Wolfenden reiterated Greco’s commitment to honor the leases in an email on Monday.
“My wife and I were left a disaster by another property manager a few years ago,” Wolfenden said. “We have been working diligently since then to rebuild the property and offer good living conditions to our tenants. Mr, Hurt has hurt us, the tenants and the reputation of our property. My wife and I are committed to get this fixed but expect it to take some time, and it will not be easy.”
Greco added a caveat that some tenants don’t have leases signed in their own names.
“When I find their leases, if it’s not 100 percent correct, I’ll take them to court,” he said.
Some of the tenants are wary of Greco’s offer to give them new leases that break up rental and utility payments. If the previous property manager violated their trust once, who’s to say it won’t happen again, they argue.
Greco said he understands their skepticism, but urged anyone with an interest in the matter to look into this track record.
One day Greco found a bus parked in front of an apartment complex he and his wife own in Greensboro — it was part of a tour of blighted housing by the Greensboro Housing Coalition.
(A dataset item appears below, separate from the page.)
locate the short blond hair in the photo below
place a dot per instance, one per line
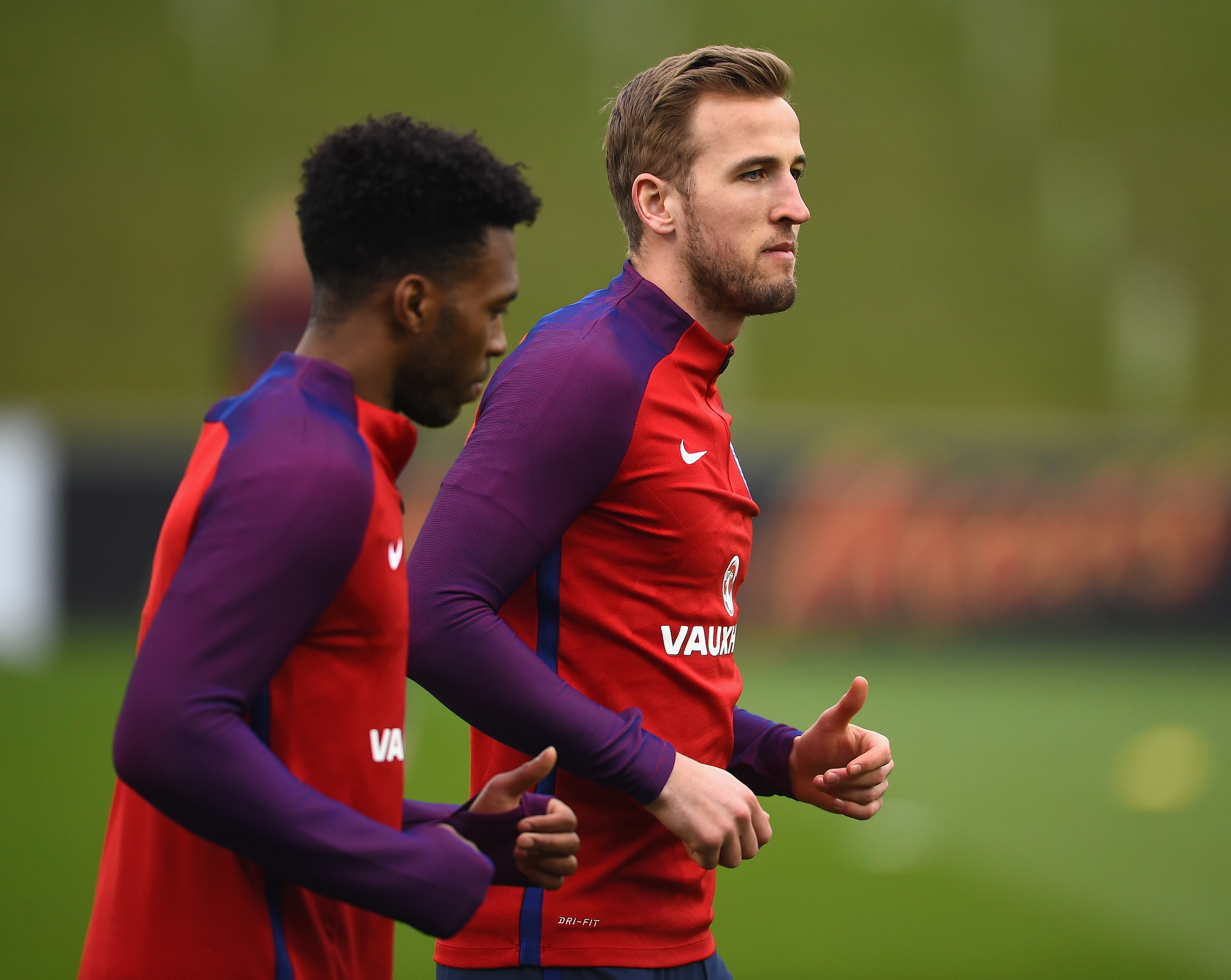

He explained that they had recently purchased the apartments, and asked for time to rehabilitate them. A couple years later, the apartments won an award from the Greensboro Housing Coalition. Executive Director Beth McKee-Huger confirmed that the housing coalition recognized Greco “for bringing the apartments up to code.”
Greco said his company managed the Maryland Avenue apartments until August 2013. He said Hurt was recruited to take over management with the understanding that he would use rent receipts to make mortgage payments and reinvest in rehab of the apartments, in addition to paying himself.
Wolfenden said he was unaware that Hurt had a criminal record when he hired him to manage the property.
“Mr. Hurt put utilities in his own name and offered leases for apartments covering rent and utilities to some tenants,” Wolfenden said. “Mr. Hurt took all money paid for the apartments by tenants and did not pay me as owner or the utility companies.”
Hurt, who goes by the name “Preacher” on his Facebook account, could not be reached for comment, but Greco said he’s moved on to a rooming house on Jackson Avenue.
“This guy does this for a frigging living,” Greco said.
Hurt was found guilty of embezzlement stemming from an incident that took place in May 2011 while was employed by Nathan Tabor as a property manager at Regent Manor apartments. Tabor is the former chairman of the Forsyth County Republican Party.
“When he came to me, oh, he was a Christian and he loved the Lord,” Tabor recalled. “He loved those in need.”
Tabor said Hurt was responsible for collecting monthly rent receipts from tenants at Regents Manor. One week Tabor took a leave of absence and entrusted Hurt with bringing the deposits to the office on Friday. When he returned and found that the money was missing from the company bank account, Tabor learned from his assistant that Hurt had volunteered to make the deposits himself. Hurt told Tabor that he needed to borrow the money to handle some business and that he planned to return it.
Tabor said Hurt also stole security deposits. Tabor was obligated to pay the tenants back out of pocket.
Judge Lisa Menefee ordered Hurt to pay Tabor $16,620 in restitution, but Tabor said to date he’s only received about $200.
“Any property owners out there should really pay attention if they’re going to hire him as a property manager,” Tabor said. “I asked the court system as a stipulation of his release to not allow him to manage properties. I don’t know why that didn’t happen.”